In the spring of 2019, Abdo was brought back to the “filthy” prison, where he remains.
The brother quoted Abdo as saying, “It’s not what I thought. I wish I return to Guantanamo ... it’s 1,000 times worse here.” Then the phone call was cut off.
--Rival Mingazov, a former ballet dancer and an ex-member of the military, was the only Russian left in Guantanamo when he was sent to the UAE. He was accused of fighting with the Taliban. A Pentagon profile also alleged that he had links to an Islamic group in Uzbekistan with ties to al-Qaida.
His son, Yusuf, said his father has complained that he has been humiliated by his captors and deprived of food and medicine.
Mingazov's mother, Zoria Valiullina, said her son wanted to return to Guantanamo. “It’s better there.”
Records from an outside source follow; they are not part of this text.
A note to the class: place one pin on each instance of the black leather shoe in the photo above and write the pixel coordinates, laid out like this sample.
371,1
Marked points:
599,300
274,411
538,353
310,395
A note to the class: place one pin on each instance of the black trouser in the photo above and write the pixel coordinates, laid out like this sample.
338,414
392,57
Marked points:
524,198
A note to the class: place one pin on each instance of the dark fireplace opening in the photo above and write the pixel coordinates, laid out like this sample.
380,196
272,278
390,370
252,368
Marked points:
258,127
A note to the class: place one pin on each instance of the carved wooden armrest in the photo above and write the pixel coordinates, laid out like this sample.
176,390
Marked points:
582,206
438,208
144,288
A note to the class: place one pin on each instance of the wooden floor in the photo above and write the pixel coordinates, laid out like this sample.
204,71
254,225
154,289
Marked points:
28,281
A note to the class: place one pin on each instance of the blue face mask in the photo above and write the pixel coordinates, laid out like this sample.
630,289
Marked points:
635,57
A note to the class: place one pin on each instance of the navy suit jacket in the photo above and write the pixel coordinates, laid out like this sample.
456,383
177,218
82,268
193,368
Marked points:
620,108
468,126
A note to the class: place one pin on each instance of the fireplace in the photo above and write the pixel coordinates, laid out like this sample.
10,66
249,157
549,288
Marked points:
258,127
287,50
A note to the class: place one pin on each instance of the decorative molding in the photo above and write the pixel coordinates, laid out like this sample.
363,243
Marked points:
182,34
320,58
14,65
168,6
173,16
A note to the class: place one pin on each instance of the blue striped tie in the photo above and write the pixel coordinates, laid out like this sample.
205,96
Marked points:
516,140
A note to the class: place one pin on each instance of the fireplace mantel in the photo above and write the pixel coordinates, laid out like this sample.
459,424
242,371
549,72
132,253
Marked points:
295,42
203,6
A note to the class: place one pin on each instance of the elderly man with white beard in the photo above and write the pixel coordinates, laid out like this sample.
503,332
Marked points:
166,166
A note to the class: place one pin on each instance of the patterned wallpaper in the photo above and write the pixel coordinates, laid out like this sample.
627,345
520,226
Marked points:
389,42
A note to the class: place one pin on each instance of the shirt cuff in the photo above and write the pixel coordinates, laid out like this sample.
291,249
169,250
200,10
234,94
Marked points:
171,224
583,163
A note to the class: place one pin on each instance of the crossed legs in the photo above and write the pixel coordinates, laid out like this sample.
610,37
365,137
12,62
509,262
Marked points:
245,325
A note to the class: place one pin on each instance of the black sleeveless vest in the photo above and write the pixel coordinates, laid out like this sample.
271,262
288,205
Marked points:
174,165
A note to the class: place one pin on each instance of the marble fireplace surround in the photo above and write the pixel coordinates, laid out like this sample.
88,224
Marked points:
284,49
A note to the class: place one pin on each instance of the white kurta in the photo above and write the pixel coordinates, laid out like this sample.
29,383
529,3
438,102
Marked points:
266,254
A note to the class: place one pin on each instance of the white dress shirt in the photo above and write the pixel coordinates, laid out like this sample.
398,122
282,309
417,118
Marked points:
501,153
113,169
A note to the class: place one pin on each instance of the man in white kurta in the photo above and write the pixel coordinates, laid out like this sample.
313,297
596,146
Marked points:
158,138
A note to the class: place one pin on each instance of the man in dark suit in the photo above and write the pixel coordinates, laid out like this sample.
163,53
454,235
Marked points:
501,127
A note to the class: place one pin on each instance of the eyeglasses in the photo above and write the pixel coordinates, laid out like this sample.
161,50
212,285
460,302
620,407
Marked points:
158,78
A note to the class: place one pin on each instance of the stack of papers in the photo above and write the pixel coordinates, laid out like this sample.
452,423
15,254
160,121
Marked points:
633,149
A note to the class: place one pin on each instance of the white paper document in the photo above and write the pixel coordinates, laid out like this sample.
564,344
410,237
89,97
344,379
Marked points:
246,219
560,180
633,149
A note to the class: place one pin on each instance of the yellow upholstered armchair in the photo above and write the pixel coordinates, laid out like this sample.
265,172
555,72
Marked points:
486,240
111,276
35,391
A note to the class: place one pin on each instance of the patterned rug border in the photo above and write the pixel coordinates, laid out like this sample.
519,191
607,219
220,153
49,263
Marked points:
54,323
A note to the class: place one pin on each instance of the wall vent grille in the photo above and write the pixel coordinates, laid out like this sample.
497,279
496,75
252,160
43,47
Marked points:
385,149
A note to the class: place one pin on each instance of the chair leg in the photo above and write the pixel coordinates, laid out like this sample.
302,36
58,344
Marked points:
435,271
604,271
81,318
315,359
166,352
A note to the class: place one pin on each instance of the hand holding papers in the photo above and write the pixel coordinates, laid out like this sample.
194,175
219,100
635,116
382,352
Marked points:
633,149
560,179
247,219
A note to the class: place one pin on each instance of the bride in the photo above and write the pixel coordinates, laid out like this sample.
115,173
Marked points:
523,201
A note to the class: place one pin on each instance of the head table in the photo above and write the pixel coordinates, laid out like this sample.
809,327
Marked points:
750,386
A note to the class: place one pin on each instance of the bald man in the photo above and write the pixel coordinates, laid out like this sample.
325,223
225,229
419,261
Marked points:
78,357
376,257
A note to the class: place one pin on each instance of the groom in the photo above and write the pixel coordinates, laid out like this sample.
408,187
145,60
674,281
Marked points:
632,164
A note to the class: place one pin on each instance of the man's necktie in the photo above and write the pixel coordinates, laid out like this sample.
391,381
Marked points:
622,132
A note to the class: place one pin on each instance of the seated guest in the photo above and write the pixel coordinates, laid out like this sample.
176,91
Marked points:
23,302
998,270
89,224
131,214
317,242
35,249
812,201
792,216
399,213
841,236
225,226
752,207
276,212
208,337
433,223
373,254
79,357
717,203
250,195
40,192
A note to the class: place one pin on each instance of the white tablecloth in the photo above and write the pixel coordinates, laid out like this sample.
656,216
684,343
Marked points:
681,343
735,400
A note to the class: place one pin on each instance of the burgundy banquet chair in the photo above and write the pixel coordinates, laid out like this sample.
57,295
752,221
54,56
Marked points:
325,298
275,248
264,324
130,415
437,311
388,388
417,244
--The family of Abdel-Rab, 44, said he disappeared three years ago after two phone calls during which he complained about conditions, and nervously said, “I am under pressure ... Guantanamo was much better. One billion times.”
The call was cut off; he never called again. His family members said they have no clue if he is alive.
According to records, Abdel-Rab had told interrogators that he worked as a house painter in Yemen before he left for Afghanistan in 2000 to study and teach Quran. He was captured in a crackdown on those suspected of links to al-Qaida leader Osama bin Laden and landed in Guantanamo in 2002.
In June, a man pretending to be Abdel-Rab called the family. “It wasn’t his voice. He wasn’t the same,” said his brother.